Robin Williams’ Family Conflicts Over Actor's Estate

Robin Williams died in a tragic suicide in August last year and the Hollywood star's family is still in an inheritance battle over the late actor's assets. Susan Williams in particular has no clue what she is said to inherit from her husband.

A hearing is set next Monday June 8, 2015, and the judge expects that Robin's wife, Susan Williams, and Zachary, Zelda and Cody his three children from previous marriages woule need have resolved the family feud.

The property in San Francisco Bay area is the most financially important estate, as Robin left it to his wife Susan, and must be inclined to have the necessary means to maintain the house.

The property is expected for its second appraisal soon.

As of December last year, Susan filed a lawsuit against Robin's children that the award winning actor's personal possessions were taken away without her consent. Some of the belongings recorded in the court documents are clothing, personal photographs and other memorabilia.

James Wagstaffe, Susan Williams' lawyer, told the Los Angeles Times. "Susan Williams is asking to keep some items, such as his slippers and old T-shirts he often wore, because they remind her of him."
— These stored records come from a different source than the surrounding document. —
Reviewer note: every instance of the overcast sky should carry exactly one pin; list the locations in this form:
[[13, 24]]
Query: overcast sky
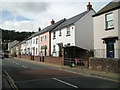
[[29, 15]]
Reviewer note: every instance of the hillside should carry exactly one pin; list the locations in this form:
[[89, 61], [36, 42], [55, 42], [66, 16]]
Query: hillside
[[11, 35]]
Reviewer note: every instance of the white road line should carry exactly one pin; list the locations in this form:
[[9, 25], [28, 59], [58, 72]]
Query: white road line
[[65, 82], [9, 77], [17, 63], [24, 66]]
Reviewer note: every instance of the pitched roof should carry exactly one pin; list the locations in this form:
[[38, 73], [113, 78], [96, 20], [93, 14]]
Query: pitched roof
[[46, 29], [35, 34], [71, 20], [109, 7], [51, 27]]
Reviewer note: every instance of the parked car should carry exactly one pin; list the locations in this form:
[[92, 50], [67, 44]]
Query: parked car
[[6, 54], [1, 55]]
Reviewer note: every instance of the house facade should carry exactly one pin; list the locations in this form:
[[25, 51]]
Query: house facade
[[107, 31], [23, 47], [76, 31], [29, 46], [35, 45], [44, 38]]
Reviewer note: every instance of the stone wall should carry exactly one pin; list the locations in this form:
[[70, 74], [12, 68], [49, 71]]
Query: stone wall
[[105, 64], [53, 60], [47, 59]]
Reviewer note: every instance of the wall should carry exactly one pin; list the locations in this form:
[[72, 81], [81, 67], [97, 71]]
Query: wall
[[44, 42], [23, 47], [105, 64], [35, 45], [53, 60], [84, 31], [63, 39], [119, 31], [47, 59], [100, 32], [29, 45]]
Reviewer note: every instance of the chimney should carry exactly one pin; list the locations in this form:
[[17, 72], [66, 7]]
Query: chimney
[[52, 22], [39, 29], [89, 7]]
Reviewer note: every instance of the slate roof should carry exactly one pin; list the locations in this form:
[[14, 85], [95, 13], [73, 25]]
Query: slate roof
[[71, 20], [111, 6]]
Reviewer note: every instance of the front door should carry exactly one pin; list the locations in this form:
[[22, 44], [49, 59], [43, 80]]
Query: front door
[[110, 49], [60, 49]]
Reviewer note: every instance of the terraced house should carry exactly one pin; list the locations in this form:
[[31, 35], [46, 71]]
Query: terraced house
[[107, 31], [74, 32], [44, 38]]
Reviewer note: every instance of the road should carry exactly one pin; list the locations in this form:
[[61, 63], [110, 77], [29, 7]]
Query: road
[[26, 74]]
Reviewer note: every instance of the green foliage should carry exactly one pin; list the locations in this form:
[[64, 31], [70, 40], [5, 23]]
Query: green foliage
[[11, 35]]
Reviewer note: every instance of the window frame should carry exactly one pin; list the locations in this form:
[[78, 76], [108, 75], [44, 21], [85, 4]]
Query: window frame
[[60, 32], [54, 35], [106, 21], [41, 39], [68, 30], [45, 37]]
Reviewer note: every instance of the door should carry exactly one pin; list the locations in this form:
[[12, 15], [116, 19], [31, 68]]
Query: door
[[110, 49]]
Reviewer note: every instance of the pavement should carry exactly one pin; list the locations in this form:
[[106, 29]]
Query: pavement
[[83, 70], [23, 74]]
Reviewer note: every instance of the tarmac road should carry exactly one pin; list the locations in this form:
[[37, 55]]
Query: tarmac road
[[26, 74]]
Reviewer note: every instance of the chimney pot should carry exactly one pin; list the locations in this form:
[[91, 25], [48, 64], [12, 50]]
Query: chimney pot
[[52, 22], [89, 6]]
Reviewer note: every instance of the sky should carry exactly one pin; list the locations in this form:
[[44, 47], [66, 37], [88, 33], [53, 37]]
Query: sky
[[29, 15]]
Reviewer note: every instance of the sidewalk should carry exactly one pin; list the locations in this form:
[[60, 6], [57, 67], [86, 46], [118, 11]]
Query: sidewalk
[[82, 70]]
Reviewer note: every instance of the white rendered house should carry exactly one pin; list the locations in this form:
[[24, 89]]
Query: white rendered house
[[29, 46], [76, 31], [35, 48], [107, 31]]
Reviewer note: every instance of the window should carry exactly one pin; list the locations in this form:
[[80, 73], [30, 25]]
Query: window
[[36, 51], [41, 39], [68, 44], [45, 37], [109, 21], [60, 33], [36, 40], [54, 35], [53, 48], [68, 31], [33, 41]]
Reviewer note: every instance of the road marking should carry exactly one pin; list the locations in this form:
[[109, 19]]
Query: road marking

The attorney added: "It was an incredibly invasive process made exponentially more difficult by the fact that so many of the items taken were intimately connected with Susan's memories of her husband, who had only recently passed away."

Williams' children allegedly took their father's belongings assuming they are also entitled to have them.

However, one Robin's children Zelda wrote on her Tumblr account: "My brothers and I have not at any point since Dad's death been invited to or visited his and Susan's house in Tiburon, nor have we removed anything from it."

Meredith Bushnell, the children's lawyer, was reported to use delaying measures to counter the stepmother's lawsuit.

A resolution is expected to be achieved in the hearing on Monday in The San Francisco Superior Court with Judge Andrew Cheng presiding.